The Affordable Care Act includes federal funding to help set up the exchanges. The “Sequester Replacement Reconciliation Act” zeroes out that funding. How much will this save taxpayers? Hard to say — the language of Ryan’s bill simply orders the repeal of the provision in the ACA that allows the secretary of the Department of Health and Human Services to make financial aid grants to states at his or her discretion. As of February 2012, 33 states and the District of Columbia had received about $610 million in grants so far.
The attack on funding for exchanges is just one of half a dozen jabs at healthcare reform included in Ryan’s new bill. (Indeed, picking away at healthcare reform has become the GOP’s go-to move for funding any new government expense, as demonstrated, yet again, by last week’s House vote to fund an extension of low interest rates on government student loans by raiding so-called Obamacare slush funds.) And as a deficit-reduction measure, the exchange defunding doesn’t offer anything close to the largest savings. For example: The provision for repealing the Prevention and Public Health Fund, an effort to reduce healthcare costs in the long run by spending more on prevention, would save $16 billion over 10 years. In the big scheme of things, a billion here or a billion there for the exchanges won’t make that much progress toward $600 billion worth of defense cuts.

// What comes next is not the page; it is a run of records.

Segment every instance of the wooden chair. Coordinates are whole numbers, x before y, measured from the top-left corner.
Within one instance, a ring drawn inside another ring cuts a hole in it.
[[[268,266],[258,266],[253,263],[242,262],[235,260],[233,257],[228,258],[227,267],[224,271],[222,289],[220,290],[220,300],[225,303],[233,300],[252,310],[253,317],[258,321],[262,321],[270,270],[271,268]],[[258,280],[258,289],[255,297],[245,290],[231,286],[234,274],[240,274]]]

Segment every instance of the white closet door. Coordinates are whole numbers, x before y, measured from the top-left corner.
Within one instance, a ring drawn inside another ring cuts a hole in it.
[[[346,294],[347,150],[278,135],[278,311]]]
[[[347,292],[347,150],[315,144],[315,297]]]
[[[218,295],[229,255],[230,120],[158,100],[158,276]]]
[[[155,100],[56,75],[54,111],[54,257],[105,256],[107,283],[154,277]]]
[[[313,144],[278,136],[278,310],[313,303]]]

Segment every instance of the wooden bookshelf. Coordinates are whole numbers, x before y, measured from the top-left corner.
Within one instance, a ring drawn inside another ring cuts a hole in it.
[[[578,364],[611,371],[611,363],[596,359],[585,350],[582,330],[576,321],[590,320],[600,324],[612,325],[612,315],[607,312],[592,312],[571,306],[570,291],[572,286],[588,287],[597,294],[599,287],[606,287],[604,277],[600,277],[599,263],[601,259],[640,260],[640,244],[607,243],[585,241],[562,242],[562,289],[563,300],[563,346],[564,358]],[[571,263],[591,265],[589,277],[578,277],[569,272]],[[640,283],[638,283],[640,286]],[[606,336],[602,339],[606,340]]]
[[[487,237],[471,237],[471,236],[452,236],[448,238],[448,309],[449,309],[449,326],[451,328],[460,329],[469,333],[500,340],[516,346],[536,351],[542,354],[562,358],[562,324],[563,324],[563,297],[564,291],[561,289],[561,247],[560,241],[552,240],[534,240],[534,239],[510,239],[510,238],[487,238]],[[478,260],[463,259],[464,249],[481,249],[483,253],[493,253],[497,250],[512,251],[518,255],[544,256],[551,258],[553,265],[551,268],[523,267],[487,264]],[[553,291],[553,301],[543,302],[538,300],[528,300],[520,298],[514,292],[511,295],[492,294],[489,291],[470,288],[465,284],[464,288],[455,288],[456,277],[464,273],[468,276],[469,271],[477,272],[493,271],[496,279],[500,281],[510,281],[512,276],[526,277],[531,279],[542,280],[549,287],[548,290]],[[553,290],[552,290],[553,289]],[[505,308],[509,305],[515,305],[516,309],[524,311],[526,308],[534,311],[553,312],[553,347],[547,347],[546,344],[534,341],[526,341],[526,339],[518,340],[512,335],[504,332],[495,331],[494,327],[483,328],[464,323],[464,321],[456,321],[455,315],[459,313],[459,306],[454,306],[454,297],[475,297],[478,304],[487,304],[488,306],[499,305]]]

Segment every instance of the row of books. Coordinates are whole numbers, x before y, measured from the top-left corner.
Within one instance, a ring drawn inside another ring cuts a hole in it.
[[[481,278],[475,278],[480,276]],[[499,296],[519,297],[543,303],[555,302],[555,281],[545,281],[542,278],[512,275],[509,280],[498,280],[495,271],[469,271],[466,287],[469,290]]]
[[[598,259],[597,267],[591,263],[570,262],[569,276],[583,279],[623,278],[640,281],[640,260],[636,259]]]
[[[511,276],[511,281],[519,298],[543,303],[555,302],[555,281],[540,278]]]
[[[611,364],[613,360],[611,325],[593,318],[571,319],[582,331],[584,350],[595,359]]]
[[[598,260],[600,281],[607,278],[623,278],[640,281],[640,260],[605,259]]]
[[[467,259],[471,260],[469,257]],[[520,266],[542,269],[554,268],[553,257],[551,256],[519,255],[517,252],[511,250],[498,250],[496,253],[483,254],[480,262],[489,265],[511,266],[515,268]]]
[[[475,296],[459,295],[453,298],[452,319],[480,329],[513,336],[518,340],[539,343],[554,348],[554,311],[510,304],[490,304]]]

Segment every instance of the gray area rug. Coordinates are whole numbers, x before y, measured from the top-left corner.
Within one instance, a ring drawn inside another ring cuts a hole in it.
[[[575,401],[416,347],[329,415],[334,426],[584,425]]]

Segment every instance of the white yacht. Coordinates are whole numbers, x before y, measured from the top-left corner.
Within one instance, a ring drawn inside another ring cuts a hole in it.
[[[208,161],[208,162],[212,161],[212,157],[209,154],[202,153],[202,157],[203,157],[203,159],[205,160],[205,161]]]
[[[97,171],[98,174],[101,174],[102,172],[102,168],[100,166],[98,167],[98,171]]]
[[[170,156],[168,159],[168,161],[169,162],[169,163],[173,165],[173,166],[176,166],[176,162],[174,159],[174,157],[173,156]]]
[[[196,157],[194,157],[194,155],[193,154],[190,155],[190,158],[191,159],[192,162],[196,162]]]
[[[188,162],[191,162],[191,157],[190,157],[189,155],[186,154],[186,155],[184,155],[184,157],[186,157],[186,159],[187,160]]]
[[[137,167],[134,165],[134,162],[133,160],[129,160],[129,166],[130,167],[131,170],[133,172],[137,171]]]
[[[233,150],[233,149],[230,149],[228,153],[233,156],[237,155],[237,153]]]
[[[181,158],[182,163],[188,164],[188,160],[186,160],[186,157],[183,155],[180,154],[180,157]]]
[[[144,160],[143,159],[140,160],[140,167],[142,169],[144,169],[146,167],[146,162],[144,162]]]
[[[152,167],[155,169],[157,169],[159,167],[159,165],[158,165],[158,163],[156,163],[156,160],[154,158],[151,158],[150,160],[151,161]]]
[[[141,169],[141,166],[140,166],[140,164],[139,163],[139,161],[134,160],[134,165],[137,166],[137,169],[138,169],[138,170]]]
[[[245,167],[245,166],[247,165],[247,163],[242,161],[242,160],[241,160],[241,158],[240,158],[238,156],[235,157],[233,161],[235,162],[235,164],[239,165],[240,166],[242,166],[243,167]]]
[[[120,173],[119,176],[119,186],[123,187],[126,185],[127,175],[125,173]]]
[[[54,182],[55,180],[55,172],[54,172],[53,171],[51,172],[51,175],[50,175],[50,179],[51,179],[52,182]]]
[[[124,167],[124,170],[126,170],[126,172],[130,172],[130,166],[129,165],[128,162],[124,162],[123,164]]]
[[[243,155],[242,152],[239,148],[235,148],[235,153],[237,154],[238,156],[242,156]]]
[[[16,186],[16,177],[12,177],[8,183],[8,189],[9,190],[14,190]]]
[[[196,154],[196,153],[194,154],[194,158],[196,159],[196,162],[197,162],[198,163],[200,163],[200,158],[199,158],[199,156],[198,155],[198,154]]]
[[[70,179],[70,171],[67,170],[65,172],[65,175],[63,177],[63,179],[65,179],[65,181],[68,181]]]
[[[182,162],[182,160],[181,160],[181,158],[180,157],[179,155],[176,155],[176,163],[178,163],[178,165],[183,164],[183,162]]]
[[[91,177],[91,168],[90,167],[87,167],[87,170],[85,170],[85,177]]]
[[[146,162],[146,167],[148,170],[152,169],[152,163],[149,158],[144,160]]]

But as a targeted cut designed to cripple the long-term efficacy of the Affordable Care Act, Ryan could hardly be wielding his scalpel with more precision. It’s brilliant. The part of the ACA that one might imagine most Republicans would be ideologically predisposed to agree with — the use of free market competition to provide consumers with more choice and lower costs — is the part that Republicans want to go after.
But that’s what the politics of sabotage are all about. If Republicans really cared about the federal budget, they wouldn’t insist that tax cuts or wars did not need to be paid for. The point, now, of the budget showdown is not to ensure fiscal restraint, but to disembowel the legislation that a duly elected president and Democratic Congress passed. Starve the beast, so far, has failed. But making sure that government doesn’t work at all? That’s much more doable.